I have never written at a desk.

And as the rhythms of life unfold.

And as unguents are released.

And as the days increase in their sensitivity to each other.

Photo-tropic.

Ambivalent.

A newborn in my arms.  Or other arms.  Other human factors.  This is life.  Stop complaining about life.

As life unfolds.

I write anyway.

Discovering.

That I can only write here.

When I am faced with my notebook, I am like a baby myself.

Querelous.

Grabby.

Holding the pen like a fork.

How can it be that this is my notebook now?

And that only here.

Can I think.

Ridiculous.

I must become Cesar Aira with creamy paper and ink pen in cafe in Argentina.

How?

Very hard to become a South American man when you are a British-Indian woman with spikes.

Trans-global life is spiky.

When Laynie wrote with her questions about Ban, the poet’s novel — and so on — I would normally — have taken myself off.

To the cafe.

To write.

Trying.

As I did that.

To write myself out of one life.

And into another.

But this time.

I could only do it here and save it as “Draft.”
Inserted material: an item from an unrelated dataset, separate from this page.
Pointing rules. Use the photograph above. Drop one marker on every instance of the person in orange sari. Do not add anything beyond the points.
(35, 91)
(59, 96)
I notice that a lot of writing is happening like this, that I never publish — but which.

Holds the valence of.

Writing.

That writing life.

And so, only here.

Can I write to Laynie.

Then cut and paste my response.

Into an email.

To her.

I wanted to cut and paste it here.

But I have written.

Too much.

And want to.

Try.

Now that it is morning.

And I have my tea.

To return to bed.

And write.

In my notebook.

Until.

It is time to begin.

The day with all its.

Functions.

And company.  Define: company.

Having exhausted Ban.

As a topic.

As the thing that can be written.

I wanted this.

So that I.

Could begin.

The real work.

Of —

No, what happens next.

Is as yet.

Unknown to me.

Genet-like, Ban.

Has opened.

Her eyes.

In the after-life of the scene.

The scene.

That is always the body.

I will never win a prize.

I will never eat turkey drumsticks in Switzerland.

But I can tell you.

That I will always.

Find my way back.

To life.

Like this.

No matter what happens.

Which is.

As I said to my students.

And which I say to myself.

The courage.

To be alone.

As an artist.  To have the courage.

This kind of courage.

Despite.

Or within.

Communal aims.

***

Bhanu Kapil is a post-colonial writer who holds to the maxim: “Shame may be fatal.”  Nevertheless, her books enact a not-writing or never-writing as much as they do: an arrival of monstrous form.  Her most recent book is centered upon the riot and how the body receives [emits] the energy of the riot: “Ban en Banlieue” (Nightboat Books, 2015).